No creo que Barbie sea una magnífica película. Tampoco demasiado mala ni demasiado original. Lego, Playmóbil, Transformers, Toy Story, G.I. Joe… la lista de películas de juguetes es amplia. Incluso la propia Barbie ha tenido varios títulos menores que preceden a este éxito descomunal de taquilla. Por cierto, un éxito no mucho mayor que el de Super Mario Bros. El film de Greta Gerwig es algo histriónico, lento por momentos y con sobreactuaciones entre lo infantil y lo bochornoso, como la Mel Ferrer. Siendo correcta en alguna que otra cuestión cinematográfica, donde borda la excelencia es en su estrategia de marketing, con una campaña de promoción y un sentido de la oportunidad envidiable en cuanto a su discurso, nivel intelectual y público objetivo: para “anti Barbies”, para “pro Barbies”, para madres que jugaron y para hijas que, ahora sí, jugarán.
Claro que su presupuesto estratosférico, unos 130 millones, sirve de excusa para no compararla con cualquier película española. La Sociedad de la nieve, de Bayona, la más cara del año, dispuso de la mitad. Cerrar los ojos, de Erice, cinematográficamente una de las mejores de 2023, contó con menos de cinco millones.

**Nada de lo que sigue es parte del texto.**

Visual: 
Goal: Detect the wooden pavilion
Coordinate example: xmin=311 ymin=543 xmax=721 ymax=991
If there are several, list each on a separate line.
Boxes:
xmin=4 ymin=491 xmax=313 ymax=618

Pero, además del dinero disponible, importa cómo utilizarlo. Esa es quizá la diferencia más importante entre el cine español y el hollywoodiense. Con sus exiguos presupuestos, la mayoría de los productores y directores españoles se debaten entre lanzar un producto comercial bobo o entregarse a un discurso “elevado” como forma de supervivencia. Y el mercado local se reduce a un cine flojo pero que provoca la risotada, o a las pelis “un poco rollo” pero que visibilizan cualquier causa social. Lo primero da más taquilla. Lo segundo, algunos premios y el aplauso de determinados círculos más o menos sectoriales o sectarios. Las dos opciones son comprensibles. Lo malo es que parecen excluyentes. Por el contrario, Barbie hace las dos cosas. Popular, con una calidad razonable, con discurso… y además mucha promoción. Quizá en España sobra talento técnico, incluso abunda el artístico. Pero no tanto el talento empresarial sensible al planteamiento comercial, social y cinematográfico.
Claro que hay excepciones. CampeoneX, por ejemplo, aunque al repetir fórmula perdió algo de fuelle, tuvo una buena promoción, funcionó emocionalmente y colocó un mensaje de integración. Dos millones de personas pasaron por taquilla y muchas más por las otras pantallas. Pero de los casi 300 largos que intentan rodarse en este país cada año muy pocos tienen ese enfoque, siquiera esa intención.
Tampoco es imprescindible. Toda película en el fondo tiene un discurso, aunque sea sobre las vacaciones familiares o sobre la navidad, y todas pretenden entretener de alguna manera, con la risa o con la lágrima, incluso con la llamada a la reflexión o a la comprensión empática… Pero no sé muy bien por qué tienen que ser tan idiotas las primeras y tan lentas y aburridas las segundas.
Cierto que el espectador sigue primando a los actores famosos como Tosar, que abarrota su currículo con más de 120 títulos. Claro que las salas de cine no pueden permitirse mantener en cartelera lo que no arrasa el primer fin de semana. Y además las grandes distribuidoras se centran en los principales títulos así que dejan la baratija promocional para el resto… De modo que ni es fácil ni toda la “culpa” es del productor o del director. Pero el cine español tiene un problema de estrategia empresarial.
No sé si los Goya de mañana se postrarían de hinojos ante una hipotética Barbie española. Pero entre Ocho apellidos marroquís y Matria, entre Vacaciones de verano y 20.000 especies de abejas, debería haber otro tipo de cine. Y mucha más promoción. Eso sí, creo que estamos avanzando.